There’s a lot to unpack in these first two episodes, but they launch the story into exciting new directions and I’m really looking forward to watching this season unfold. I recognize that I had a similar excitement at the start of season two, but this year the show feels more focused and sure of itself, with a clearer direction. It feels like every aspect of the show is engaged now.
It’s hard to deliver on expectations as high as those that Mr. Robot had coming out of its first season, and while the second may not have been as strong, I never doubted Esmail’s commitment to his vision nor his storytelling ability. I may not have agreed with some of his choices for season two, but I respect the story he was trying to tell.
Now that season three is underway, I feel much better about the show than I did at the end of last season. I want to see what happens next, not because of a lame red herring or lack of narrative momentum, but because the show is going places and its characters are actively engaged in the action. I had a feeling that Mr. Robot would come back strong, and it didn’t disappoint.
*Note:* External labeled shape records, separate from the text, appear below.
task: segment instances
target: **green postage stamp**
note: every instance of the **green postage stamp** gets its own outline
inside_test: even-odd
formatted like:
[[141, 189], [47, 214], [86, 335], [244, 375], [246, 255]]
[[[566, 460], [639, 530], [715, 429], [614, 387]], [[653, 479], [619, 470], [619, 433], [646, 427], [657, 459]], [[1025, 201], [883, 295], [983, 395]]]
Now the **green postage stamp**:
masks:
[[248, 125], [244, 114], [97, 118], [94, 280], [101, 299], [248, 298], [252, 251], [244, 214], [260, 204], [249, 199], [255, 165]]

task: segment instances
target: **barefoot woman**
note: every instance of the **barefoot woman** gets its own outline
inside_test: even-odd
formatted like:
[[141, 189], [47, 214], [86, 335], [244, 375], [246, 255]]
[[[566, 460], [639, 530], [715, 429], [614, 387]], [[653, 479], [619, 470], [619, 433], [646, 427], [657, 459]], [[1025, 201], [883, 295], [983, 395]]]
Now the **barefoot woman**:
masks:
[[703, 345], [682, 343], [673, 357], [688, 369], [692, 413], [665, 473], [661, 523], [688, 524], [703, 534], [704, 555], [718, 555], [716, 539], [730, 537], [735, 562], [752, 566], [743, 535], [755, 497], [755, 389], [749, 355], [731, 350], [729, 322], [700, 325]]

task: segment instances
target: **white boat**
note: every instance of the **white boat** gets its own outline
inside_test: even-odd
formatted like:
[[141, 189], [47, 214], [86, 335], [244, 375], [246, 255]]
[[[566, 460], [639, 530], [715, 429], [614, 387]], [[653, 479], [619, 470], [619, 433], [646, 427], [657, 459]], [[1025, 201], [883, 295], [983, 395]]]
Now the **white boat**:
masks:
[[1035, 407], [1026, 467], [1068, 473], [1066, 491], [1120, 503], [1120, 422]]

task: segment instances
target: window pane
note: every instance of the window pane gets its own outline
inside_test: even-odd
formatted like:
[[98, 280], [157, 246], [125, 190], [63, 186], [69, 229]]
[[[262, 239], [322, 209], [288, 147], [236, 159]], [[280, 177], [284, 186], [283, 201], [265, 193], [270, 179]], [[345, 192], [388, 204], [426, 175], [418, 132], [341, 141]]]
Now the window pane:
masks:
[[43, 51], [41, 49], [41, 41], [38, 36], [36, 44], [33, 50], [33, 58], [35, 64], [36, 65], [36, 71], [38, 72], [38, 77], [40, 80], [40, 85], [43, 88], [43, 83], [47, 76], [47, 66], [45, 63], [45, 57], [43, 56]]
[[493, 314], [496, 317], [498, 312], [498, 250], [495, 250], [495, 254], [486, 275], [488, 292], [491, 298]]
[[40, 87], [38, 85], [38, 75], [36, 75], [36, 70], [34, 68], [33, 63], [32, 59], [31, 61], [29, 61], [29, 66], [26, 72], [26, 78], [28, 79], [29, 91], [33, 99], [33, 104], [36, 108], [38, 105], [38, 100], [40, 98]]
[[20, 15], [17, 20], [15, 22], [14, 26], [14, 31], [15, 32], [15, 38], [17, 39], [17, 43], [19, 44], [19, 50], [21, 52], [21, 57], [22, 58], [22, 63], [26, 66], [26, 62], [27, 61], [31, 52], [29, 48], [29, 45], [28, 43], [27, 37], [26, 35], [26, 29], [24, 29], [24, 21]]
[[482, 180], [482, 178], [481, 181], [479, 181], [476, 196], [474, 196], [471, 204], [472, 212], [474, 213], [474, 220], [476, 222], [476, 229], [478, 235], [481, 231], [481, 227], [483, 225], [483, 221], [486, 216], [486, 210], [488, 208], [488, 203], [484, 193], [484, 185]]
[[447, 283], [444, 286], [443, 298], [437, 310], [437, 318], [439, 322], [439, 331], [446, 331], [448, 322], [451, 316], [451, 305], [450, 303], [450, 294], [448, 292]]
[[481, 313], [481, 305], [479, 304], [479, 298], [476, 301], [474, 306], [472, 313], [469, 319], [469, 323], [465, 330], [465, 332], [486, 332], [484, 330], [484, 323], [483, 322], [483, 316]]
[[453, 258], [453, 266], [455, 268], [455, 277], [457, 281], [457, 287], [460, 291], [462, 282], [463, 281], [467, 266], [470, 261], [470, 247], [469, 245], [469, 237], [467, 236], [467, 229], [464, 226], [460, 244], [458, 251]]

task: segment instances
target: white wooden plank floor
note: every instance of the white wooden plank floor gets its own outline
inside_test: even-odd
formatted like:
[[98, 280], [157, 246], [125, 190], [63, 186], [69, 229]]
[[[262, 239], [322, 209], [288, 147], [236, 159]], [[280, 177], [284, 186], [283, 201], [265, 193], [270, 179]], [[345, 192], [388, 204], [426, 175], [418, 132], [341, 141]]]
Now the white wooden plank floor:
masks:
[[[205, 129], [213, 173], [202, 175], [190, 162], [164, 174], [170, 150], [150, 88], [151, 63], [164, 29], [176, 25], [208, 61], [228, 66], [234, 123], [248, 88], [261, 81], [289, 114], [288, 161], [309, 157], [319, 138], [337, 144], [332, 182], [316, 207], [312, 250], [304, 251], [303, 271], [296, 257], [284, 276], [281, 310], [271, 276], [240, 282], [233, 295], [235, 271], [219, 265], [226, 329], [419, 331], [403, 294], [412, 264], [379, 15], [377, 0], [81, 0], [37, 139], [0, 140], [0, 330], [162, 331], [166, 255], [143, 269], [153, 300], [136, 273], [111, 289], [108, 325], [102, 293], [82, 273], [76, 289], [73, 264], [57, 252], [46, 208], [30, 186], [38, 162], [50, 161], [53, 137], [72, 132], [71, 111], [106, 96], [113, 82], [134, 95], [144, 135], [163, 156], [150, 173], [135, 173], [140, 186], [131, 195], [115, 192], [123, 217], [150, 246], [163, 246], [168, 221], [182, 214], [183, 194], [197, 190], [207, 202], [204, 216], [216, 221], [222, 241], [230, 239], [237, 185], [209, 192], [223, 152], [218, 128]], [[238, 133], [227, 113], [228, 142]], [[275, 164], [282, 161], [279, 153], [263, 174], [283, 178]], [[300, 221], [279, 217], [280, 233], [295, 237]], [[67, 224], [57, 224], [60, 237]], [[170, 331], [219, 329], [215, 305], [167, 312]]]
I won’t be able to review the show each week like I did last summer but I’ll definitely check back in once the season is over.
Some other thoughts:
- B.D Wong’s performance as Whiterose has always been one of the more enigmatic on the show. I look forward to seeing much more of him this season now that he’s a series regular.
- I can’t let a Mr. Robot review go by without mentioning how much I love Michael Cristofer as E-Corp CEO Philip Price. He just plays evil businessman so well.
- I briefly mentioned him in the main review, but I love Bobby Cannavale’s performance as Irving. This character is just so larger-than-life on a show that’s been pretty subdued with its acting, and it’s a breath of fresh air. Looking forward to seeing more of him.
Mr. Robot airs Wednesdays at 9 P.M central on USA Network.